À la mort de son père, Mirtes revient se fixer à Coronel Fabriciano où elle retrouve sa mère qu’elle adore et ses six frères et soeurs. Jolie et coquette, elle ne tardera pas à trouver un compagnon et deux autres petites filles viendront agrandir la famille qui vit dans une masure d’environ 60 m2 : une pièce obscure, toute en longueur et une sorte de véranda couverte servant de cuisine. Jusqu’à ce jour, pas une table, pas une chaise. On mange et regarde la télé assis sur les lits, on fait ses devoirs agenouillés au pied du lit...
Benedito, le compagnon, est un homme calme, doux... mais un alcoolique invétéré : “Sa mère lui mettait de la cachaça, l’alcool local, dans le biberon, pour le faire dormir”, me confiait Mirtes. Retraité suite à un accident ayant laissé des séquelles, il passe ses journées au bar et ne rentre que pour se coucher. Mirtes, elle, fait des ménages quatre ou cinq jours par semaine et les enfants s’élèvent un peu tout seuls, plus dans la rue que dans cette maison qui n’a rien pour les retenir.
Mirtes vient d’avoir 40 ans. Insatisfaite sur le plan affectif, elle finira par prendre un amant, jeune et beau mais ... alcoolique lui aussi. Enceinte, ils partiront chez les parents de ce dernier dans un coin perdu à la campagne. Mirtes a emmené avec elle ses 4 filles ainsi que Gabriela, premier enfant de Mariana dont elle a la garde juridique. Mariana est restée avec son beau-père et Albert, son second enfant.

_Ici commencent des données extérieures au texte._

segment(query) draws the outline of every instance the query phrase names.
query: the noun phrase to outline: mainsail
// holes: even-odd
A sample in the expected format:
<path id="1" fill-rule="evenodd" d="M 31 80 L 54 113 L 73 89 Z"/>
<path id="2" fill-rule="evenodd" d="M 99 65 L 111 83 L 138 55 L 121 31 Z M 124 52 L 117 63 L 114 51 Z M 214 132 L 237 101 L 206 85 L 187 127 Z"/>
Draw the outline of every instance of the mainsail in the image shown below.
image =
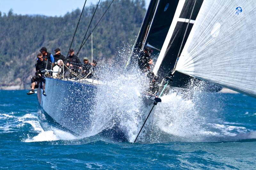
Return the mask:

Pendant quelques mois, nous serons pratiquement sans nouvelles. Naît un petit garçon et un beau jour, Mirtes réapparaît avec toute sa famille, excepté son compagnon. Que s’était-il passé? Mirtes s’est rendue compte que son ami avait séduit la seconde de ses filles alors âgée de 13 ans. Elle décida donc de rompre et de revenir à Coronel Fabriciano. Trop tard déjà, hélas! Albiana était déjà enceinte. Le Conseil de Tutelle pour mineurs fut actionné, mais se montrera peu efficace. L’homme, réputé violent, ne sera jamais appréhendé. Albiana décidera de retourner vivre avec lui et à 17 ans, elle se retrouvera avec 3 enfants. Comme, depuis le premier jour, elle se montre incapable de les élever, deux seront à charge de Mirtes et la petite dernière à celle d’une famille d’accueil.
Le Conseil de Tutelle fait une apparition de temps à autre et menace régulièrement de retirer les enfants à cause de la précarité de l’habitation. Il est vrai que les conditions de logement sont lamentables, l’hygiène précaire... mais que peut faire cette femme?
Elle s’est mariée il y a deux ans, le rêve de sa vie!  Jailton est un homme sobre et travailleur. Mais depuis un an, il est venu agrandir la liste des 14 millions de chômeurs du Brésil. L’argent que Mirtes gagne en faisant ses ménages suffit à peine pour l’alimentation, l’eau, l’électricité, les médicaments... La Conférence de St Vincent de Paul a déjà étudié le cas, mais il est vrai que la situation est difficile. La maison est encastrée dans la favela sans le moindre espace pour agrandir. Les murs, régulièrement infiltrés par l’eau de pluie ne supporteraient pas un étage supérieur. Nous essayons actuellement de faire quelques petits aménagements, carreler le sol de terre battue, repeindre les murs intérieurs...
Si le cas de Mirtes est extrême, il n’est malheureusement pas le seul. Le gouvernement actuel, plongé dans des affaires de corruption qui dépassent l’entendement, ne pense qu’à se maintenir au pouvoir coûte que coûte, à promouvoir des lois qui bénéficieront surtout une certaine classe. Comme toujours, le peuple est la victime d’une malhonnêteté qui, comme un cancer, n’a fait que croître depuis des décennies.
Mais ne perdons pas courage. Si la lutte est difficile, l’espoir de jours meilleurs est toujours vif en nous.